As the suction value increases, the soil body in unsaturated state is affected by more adsorption. At this stage, the soil’s water retention capacity is primarily determined by the interactions between mineral soil particles and organic molecules. Due to the complex structure of the organic matter, a more stable bond may be formed with the soil particles, thus slowing down the water loss rate of the soil body to some extent. Upon entering the high-suction phase, the water-holding properties of the soil are more influenced by the water bound within the soil particles and organic matter molecules. At this stage, the soil–water curves of both pure clay and organic matter-containing clay tend to coincide, indicating that under high-suction conditions, the water retention performance of the soil is mainly governed by the nature of the soil particles and organic matter molecules themselves, and has little to do with their relative contents.
This study investigates the water retention characteristics of organic clay matter by adding peat to red soil. The results are similar to conclusions drawn from other organic materials, such as biochar and lignin [
40,
41,
42,
43], which also enhance the water retention properties of the soil as the organic matter content increases.
5.3. Organic Clay Water Retention and Its Impact on Engineering
The water retention capacity of organic clay significantly influences engineering safety and stability, particularly in infrastructure construction. Research indicates that as the organic matter content increases, the water retention capacity of the soil is notably enhanced. Under low-suction conditions, soil samples with higher organic matter content can maintain a greater amount of moisture even under high-suction conditions. This characteristic is crucial for the stability of engineering structures.

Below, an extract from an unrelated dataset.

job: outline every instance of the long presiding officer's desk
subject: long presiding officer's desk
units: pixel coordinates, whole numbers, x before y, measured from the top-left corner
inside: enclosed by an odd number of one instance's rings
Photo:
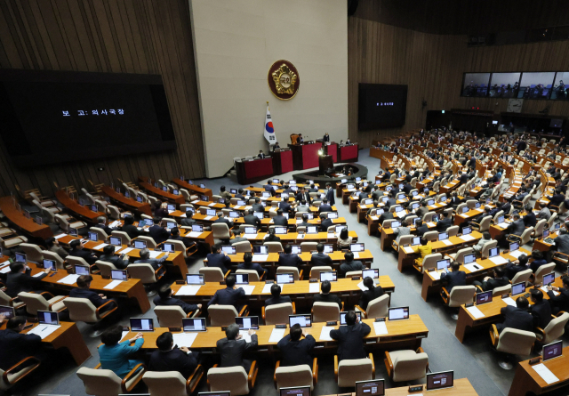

Additionally, the increase in organic matter content alters the microstructure of the clay, transforming the mineral–organic aggregates from ellipsoidal to plate-like shapes. This change in particle morphology affects the pore characteristics and moisture retention mechanisms within the soil matrix. Organic clay typically exhibits a higher proportion of closed-type pores, which may result in reduced permeability and affect water movement within the soil. This characteristic must be carefully considered when designing drainage systems to ensure effective water management following rainfall, preventing waterlogging or soil erosion. At high suction levels, the water retention performance of organic clay is primarily influenced by the inherent properties of the soil particles and organic matter molecules, rather than their relative contents. Overall, the water retention capacity of organic clay not only affects the physical properties of the soil, but also has profound implications for engineering design, construction, and maintenance.